From VM Bottlenecks to Serverless Scalability: A Case Study in Web Scraping Architecture

In the world of data extraction, efficiency and reliability are everything. When you’re running a suite of scrapers—each with its own demands—you quickly realize that traditional infrastructure can become a major bottleneck. I recently faced this challenge firsthand with a project that involved running around 30 different scrapers for e-commerce sites like Amazon, Walmart, and eBay.

The Problem with a Single VM Link to heading

Initially, all of these scrapers ran on a single, powerful VM (an t3.2xlarge instance with 8 vCPUs and 32GB of memory). This setup seemed sufficient at first, but it quickly ran into two major issues.

First, resource contention. Running multiple memory-intensive bots on a single machine led to frequent crashes and out-of-memory errors. The VM simply couldn’t handle the load, especially when I needed to run multiple scrapers at once, several times a day.

Second, we were limited by the frequency of execution. We couldn’t scale our operations without a significant hardware upgrade, which would have meant more cost and more management overhead. I knew there had to be a more efficient way to handle this, one that didn’t require me to constantly manage a server.

My solution was to move to a serverless architecture that would allow me to run scrapers on-demand, without the hassle of managing VMs or worrying about resources.

The Serverless Solution: AWS Step Functions, Lambda, and Fargate Link to heading

I chose a combination of AWS Step Functions, Lambda, and ECS Fargate to build a robust and scalable solution.

Lambda was perfect for our HTTP-based scrapers. We packaged each one in a containerized image and deployed it to Lambda. This allowed us to run them quickly and on-demand.
ECS Fargate was reserved for more demanding tasks. These were the browser-based bots that used tools like Selenium, which are memory-intensive and often take longer than Lambda’s 15-minute timeout limit. Fargate provided a managed, serverless compute environment for these tasks.
Step Functions became the heart of the system. I used it to orchestrate the entire process, manage parallel executions, and increase concurrency across all our scraping workflows.

A Look at the Workflows Link to heading

To better illustrate this, let’s break down two of the primary workflows we created.

Step Functions-Lambda Workflow Link to heading

Target

For one of our key projects, we needed to scrape offers for a large list of Amazon ASINs (Amazon Standard Identification Numbers). Here’s how the workflow was designed:

Main Lambda Function: A primary Lambda function first fetched all the ASINs from an Aurora DB. It then divided them into manageable chunks to be processed in parallel.
Map Workflow State: I used a Map Workflow State to invoke a separate Lambda function for each chunk. This allowed us to run many instances simultaneously. Each Lambda instance was responsible for scraping its assigned chunk of ASINs.
Data Handling: Once a Lambda finished, it would dump the scraped data into a raw table in the Aurora DB and return its execution statistics.
Closing Lambda Function: After all the parallel Lambda executions were complete, a final Lambda function was triggered. Its job was to collect all the execution stats, compile them into a summary, and store them in the database for analysis.

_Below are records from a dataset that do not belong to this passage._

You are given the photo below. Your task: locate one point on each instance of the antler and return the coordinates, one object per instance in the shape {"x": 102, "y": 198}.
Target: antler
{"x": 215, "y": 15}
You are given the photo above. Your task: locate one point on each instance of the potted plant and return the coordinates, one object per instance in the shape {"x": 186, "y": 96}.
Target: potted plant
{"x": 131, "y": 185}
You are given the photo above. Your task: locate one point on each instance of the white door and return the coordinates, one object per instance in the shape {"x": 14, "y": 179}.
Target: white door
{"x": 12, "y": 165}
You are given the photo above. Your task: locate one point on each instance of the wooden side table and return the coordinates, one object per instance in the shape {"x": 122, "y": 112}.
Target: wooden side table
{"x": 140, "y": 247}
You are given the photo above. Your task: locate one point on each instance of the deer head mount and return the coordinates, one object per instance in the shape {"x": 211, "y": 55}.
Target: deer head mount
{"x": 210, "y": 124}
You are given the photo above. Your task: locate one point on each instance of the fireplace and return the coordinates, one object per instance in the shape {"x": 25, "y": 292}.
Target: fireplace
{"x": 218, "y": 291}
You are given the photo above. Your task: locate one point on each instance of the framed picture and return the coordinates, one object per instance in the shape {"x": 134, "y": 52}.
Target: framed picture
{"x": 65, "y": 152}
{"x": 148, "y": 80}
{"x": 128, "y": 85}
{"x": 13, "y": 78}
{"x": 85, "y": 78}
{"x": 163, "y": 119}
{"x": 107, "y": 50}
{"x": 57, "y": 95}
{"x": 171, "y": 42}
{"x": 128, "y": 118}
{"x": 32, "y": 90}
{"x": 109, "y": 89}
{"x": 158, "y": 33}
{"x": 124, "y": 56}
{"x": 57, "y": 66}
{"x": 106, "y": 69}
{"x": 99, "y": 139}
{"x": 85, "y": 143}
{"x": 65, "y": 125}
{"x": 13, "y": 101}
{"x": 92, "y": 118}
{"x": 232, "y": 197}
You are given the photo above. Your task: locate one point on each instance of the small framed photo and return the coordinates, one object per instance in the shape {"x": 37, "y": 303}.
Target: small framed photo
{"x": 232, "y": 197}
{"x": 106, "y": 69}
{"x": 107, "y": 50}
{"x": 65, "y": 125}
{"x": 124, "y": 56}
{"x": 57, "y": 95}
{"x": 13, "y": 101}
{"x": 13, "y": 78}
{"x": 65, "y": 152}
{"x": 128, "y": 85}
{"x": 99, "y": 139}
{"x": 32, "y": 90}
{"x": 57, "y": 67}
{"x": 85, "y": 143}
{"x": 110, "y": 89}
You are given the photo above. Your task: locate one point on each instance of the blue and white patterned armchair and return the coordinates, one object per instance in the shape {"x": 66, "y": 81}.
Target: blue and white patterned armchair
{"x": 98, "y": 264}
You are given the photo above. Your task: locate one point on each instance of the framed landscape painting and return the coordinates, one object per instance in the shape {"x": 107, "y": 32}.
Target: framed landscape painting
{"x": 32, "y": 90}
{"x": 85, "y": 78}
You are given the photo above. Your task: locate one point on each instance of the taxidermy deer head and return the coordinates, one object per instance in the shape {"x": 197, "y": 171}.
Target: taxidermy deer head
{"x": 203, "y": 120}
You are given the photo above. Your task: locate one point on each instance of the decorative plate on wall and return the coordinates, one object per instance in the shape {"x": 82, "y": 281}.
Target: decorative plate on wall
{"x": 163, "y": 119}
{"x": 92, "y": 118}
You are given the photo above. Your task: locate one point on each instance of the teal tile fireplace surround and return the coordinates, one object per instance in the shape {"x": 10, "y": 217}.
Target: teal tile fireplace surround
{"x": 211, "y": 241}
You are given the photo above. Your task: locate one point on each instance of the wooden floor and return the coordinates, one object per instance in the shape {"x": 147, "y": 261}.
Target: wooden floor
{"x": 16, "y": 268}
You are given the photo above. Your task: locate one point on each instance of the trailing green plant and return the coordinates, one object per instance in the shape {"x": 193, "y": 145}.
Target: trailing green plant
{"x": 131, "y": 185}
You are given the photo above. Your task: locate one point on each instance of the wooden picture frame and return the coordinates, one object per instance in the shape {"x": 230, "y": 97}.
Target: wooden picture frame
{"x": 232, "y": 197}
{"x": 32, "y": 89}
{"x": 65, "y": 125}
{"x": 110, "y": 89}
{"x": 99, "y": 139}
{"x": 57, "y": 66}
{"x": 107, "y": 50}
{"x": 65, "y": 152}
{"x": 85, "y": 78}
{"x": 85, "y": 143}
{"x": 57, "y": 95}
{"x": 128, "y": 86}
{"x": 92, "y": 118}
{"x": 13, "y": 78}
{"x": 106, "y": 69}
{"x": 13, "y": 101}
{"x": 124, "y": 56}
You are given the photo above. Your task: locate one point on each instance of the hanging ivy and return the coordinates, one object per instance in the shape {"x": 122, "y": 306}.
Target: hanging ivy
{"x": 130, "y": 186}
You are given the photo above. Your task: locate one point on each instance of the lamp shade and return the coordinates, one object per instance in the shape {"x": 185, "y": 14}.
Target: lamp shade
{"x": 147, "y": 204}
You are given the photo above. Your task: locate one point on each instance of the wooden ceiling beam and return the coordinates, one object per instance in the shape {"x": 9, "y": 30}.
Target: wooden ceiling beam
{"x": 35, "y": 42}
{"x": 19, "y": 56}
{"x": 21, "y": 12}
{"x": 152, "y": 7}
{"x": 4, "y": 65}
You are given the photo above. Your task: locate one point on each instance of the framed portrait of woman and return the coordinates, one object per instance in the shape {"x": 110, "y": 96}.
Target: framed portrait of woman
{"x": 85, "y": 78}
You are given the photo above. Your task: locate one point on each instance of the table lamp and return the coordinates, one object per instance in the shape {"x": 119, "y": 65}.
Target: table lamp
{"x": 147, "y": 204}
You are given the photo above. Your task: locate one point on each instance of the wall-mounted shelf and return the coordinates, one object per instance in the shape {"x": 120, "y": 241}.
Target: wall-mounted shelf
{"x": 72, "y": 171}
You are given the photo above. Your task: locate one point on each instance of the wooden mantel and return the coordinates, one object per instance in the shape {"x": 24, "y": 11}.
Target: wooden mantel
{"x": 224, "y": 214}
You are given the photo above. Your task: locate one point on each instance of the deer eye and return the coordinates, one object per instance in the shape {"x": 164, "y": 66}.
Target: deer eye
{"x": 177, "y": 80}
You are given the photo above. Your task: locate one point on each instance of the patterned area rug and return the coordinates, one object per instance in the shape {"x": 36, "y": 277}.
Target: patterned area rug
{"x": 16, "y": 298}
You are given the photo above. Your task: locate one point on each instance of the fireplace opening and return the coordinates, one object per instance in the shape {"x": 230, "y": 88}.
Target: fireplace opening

This model was repeated for many other sites that relied on straightforward HTTP scraping.

Step Functions-ECS Fargate Workflow Link to heading

Target

For the more resource-intensive, browser-based scraping, we used a similar approach but replaced Lambda with ECS Fargate tasks.

Main Lambda Function: Just like before, a Lambda function fetched the data from the DB and broke it into chunks.
Map Workflow State: This time, a Map Workflow State was used to launch an ECS Fargate task for each chunk.
Data Handling: Once a Fargate container finished, it wrote its data directly to a raw table in the Aurora DB. Since tasks running on Fargate can’t return a payload to Step Functions, we wrote the execution stats to an Amazon S3 bucket.
Closing Lambda Function: The final Lambda function collected all the execution stats from the S3 bucket, compiled them, stored them in the database, and then cleaned up the S3 bucket by removing the temporary files.

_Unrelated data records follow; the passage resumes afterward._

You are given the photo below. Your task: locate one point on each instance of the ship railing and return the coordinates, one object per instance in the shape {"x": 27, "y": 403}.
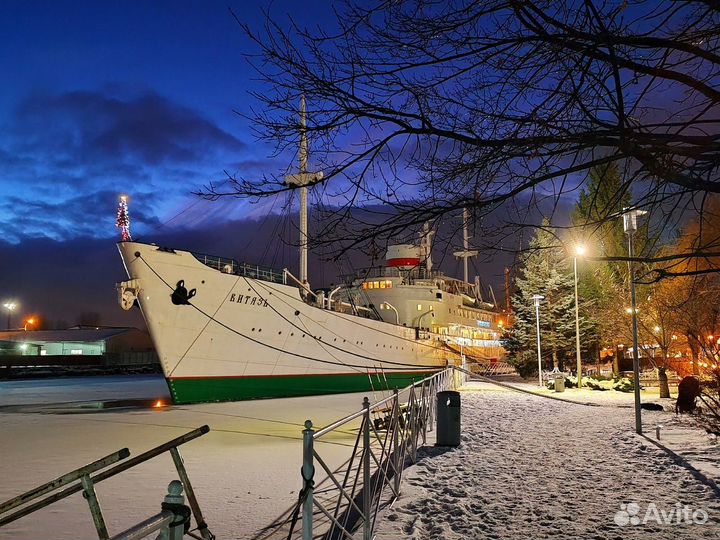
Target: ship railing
{"x": 338, "y": 502}
{"x": 391, "y": 271}
{"x": 231, "y": 266}
{"x": 172, "y": 521}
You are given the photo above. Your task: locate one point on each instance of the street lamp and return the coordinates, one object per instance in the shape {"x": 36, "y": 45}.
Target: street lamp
{"x": 630, "y": 217}
{"x": 536, "y": 299}
{"x": 10, "y": 306}
{"x": 579, "y": 252}
{"x": 388, "y": 305}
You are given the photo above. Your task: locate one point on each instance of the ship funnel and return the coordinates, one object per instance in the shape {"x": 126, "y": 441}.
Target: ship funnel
{"x": 403, "y": 256}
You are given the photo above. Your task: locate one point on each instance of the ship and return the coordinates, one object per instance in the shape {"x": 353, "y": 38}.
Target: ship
{"x": 226, "y": 330}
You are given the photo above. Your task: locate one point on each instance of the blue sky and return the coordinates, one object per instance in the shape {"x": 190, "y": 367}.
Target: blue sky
{"x": 102, "y": 98}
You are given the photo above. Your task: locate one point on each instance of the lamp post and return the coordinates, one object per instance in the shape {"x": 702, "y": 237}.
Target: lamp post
{"x": 630, "y": 217}
{"x": 579, "y": 251}
{"x": 536, "y": 299}
{"x": 10, "y": 306}
{"x": 388, "y": 305}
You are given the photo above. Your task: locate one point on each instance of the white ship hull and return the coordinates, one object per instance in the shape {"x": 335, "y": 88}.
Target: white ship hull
{"x": 244, "y": 338}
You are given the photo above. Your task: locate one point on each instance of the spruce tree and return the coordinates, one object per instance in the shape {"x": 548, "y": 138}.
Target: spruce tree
{"x": 545, "y": 271}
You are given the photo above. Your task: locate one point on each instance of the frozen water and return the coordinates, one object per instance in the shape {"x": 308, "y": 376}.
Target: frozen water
{"x": 245, "y": 472}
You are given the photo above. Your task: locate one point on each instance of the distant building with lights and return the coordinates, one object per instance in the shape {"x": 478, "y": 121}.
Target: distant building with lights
{"x": 80, "y": 345}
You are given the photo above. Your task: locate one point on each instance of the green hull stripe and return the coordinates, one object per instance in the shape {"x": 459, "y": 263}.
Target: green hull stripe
{"x": 197, "y": 390}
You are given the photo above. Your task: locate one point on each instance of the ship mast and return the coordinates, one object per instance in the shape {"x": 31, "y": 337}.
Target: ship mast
{"x": 302, "y": 180}
{"x": 466, "y": 252}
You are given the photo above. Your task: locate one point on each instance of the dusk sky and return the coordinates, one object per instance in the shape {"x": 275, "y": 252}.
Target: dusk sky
{"x": 103, "y": 98}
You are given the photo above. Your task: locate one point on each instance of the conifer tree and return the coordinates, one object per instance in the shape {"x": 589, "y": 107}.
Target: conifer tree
{"x": 545, "y": 271}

Key Learnings and Constraints Link to heading

While the architecture was highly successful, there were a few key limitations we had to work around:

Lambda Timeouts: We had to carefully set the chunk size to ensure our Lambda functions would complete their work before hitting the 15-minute timeout limit. We also implemented appropriate timeouts for each HTTP request to prevent the entire function from failing on a single slow response.
Concurrency Limits: Although a single Step Function can theoretically execute up to 1000 tasks at once, our tests showed a practical limit of around 40-45 parallel Lambda executions per single workflow.

Conclusion Link to heading

By migrating our scraping operations to a serverless architecture, we were able to achieve significant improvements. Our costs were reduced to a third of what we were paying for a dedicated VM, largely due to the pay-per-use model and the AWS Lambda free tier.

Most importantly, we gained true scalability and reliability. We can now run our scrapers on-demand without worrying about resource contention or manual management, freeing us up to focus on the data, not the infrastructure. This approach demonstrates a powerful way to leverage serverless services for common backend challenges.